Wednesday, March 30, 2011

A Quite Interesting Post (in American English)

Last year there was a post on the MacMillan Dictionary Blog entitled The trickiest word in American. It wasn't exactly what I expected based on the title, but I

The post compares British English to American English. Following is an excerpt:

Quite: It’s such a common word. Americans use it, Brits use it, and it’s the same word, right? Well no, not quite. Have a look at these sentences. Both Americans and Brits could say them all. But two of them mean different things, depending on whether an American or a Brit says them. Which ones?

1. This is quite interesting.
2. Quite fascinating, in fact.
3. I’m usually quite good at this kind of exercise.
4. But you’re quite correct. This is tricky.

One common meaning of quite in both varieties is ‘completely’. See 2 and 4 above. These two sentences mean the same in American and British English.

Fascinating and correct are both ungradable adjectives, so things are either fascinating/correct or not. There’s no half way about it. But there are other adjectives that are gradable, so for example, there can be different degrees of good or interesting.

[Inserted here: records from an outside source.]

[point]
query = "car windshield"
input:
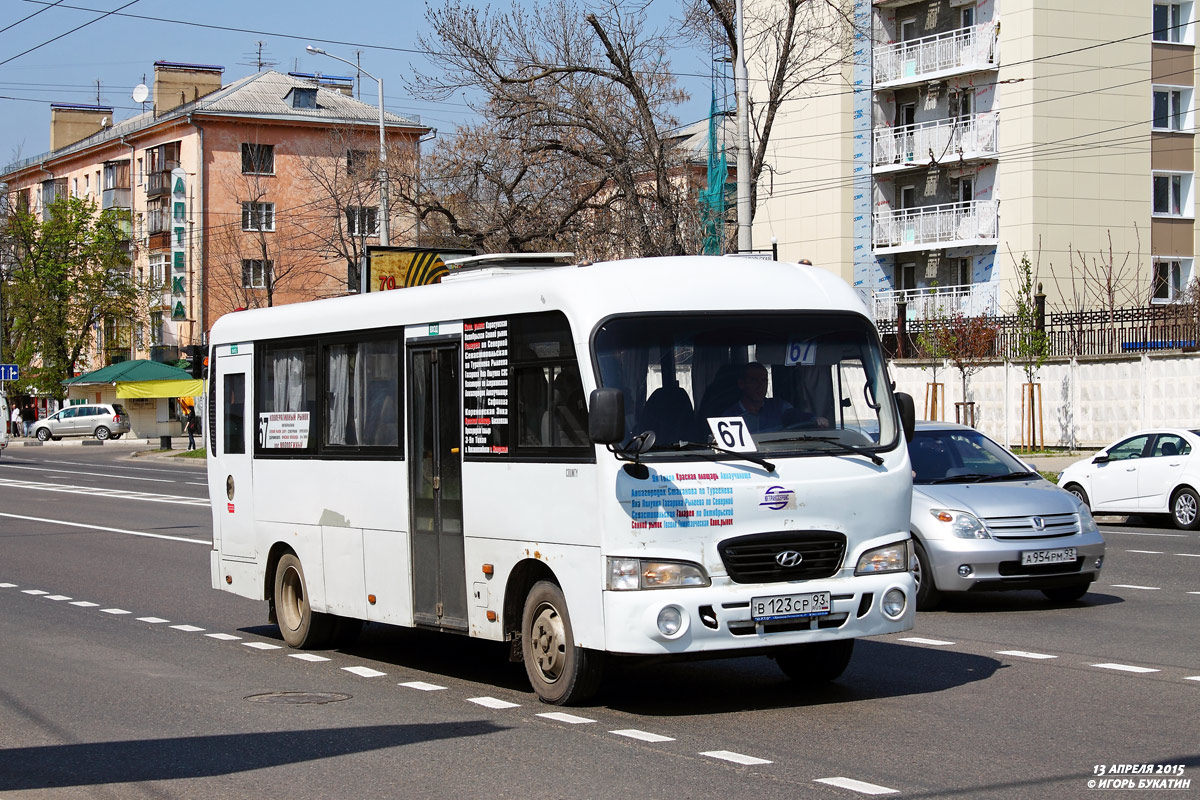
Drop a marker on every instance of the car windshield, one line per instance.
(961, 457)
(780, 383)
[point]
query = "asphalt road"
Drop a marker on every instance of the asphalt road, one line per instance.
(123, 674)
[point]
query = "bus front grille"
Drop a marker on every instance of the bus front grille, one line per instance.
(785, 555)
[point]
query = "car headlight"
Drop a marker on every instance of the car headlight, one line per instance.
(889, 558)
(643, 573)
(963, 524)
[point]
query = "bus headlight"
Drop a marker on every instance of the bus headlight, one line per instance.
(642, 573)
(889, 558)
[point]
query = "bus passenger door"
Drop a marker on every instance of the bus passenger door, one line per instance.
(232, 486)
(435, 468)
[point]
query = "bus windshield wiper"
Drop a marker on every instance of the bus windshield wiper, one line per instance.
(748, 456)
(840, 446)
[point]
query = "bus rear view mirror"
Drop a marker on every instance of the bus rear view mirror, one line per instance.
(606, 416)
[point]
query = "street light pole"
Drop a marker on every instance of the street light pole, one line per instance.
(383, 148)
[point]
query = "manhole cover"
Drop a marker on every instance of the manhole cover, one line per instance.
(298, 698)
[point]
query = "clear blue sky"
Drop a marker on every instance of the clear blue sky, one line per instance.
(120, 49)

And that’s where things get complicated and quite means different things. See 1 and 3 above.

If your American boss says your work is quite good, should you be pleased or a little concerned? In British English quite good only means pretty good or fairly good, but in American English it’s much more positive. Quite good means very good, so you can give yourself a pat on the back.

While I find this post quite interesting, I find it quite fascinating (in a positive way) as well. My American English lexical inventory lists the word "fascinating" as a gradable adjective that is synonomous with interesting.

Image credit here.


Anonymous said...

In British English we could also just say, 'quite', on its own. Can it be/is it used like this in American English?
Eg. Nice day, isn't it?

Laura Payne said...

Amber - Yes, some people use it that way in American English too.

Laura Payne said...

Amber - Yes, some people use it that way in American English too.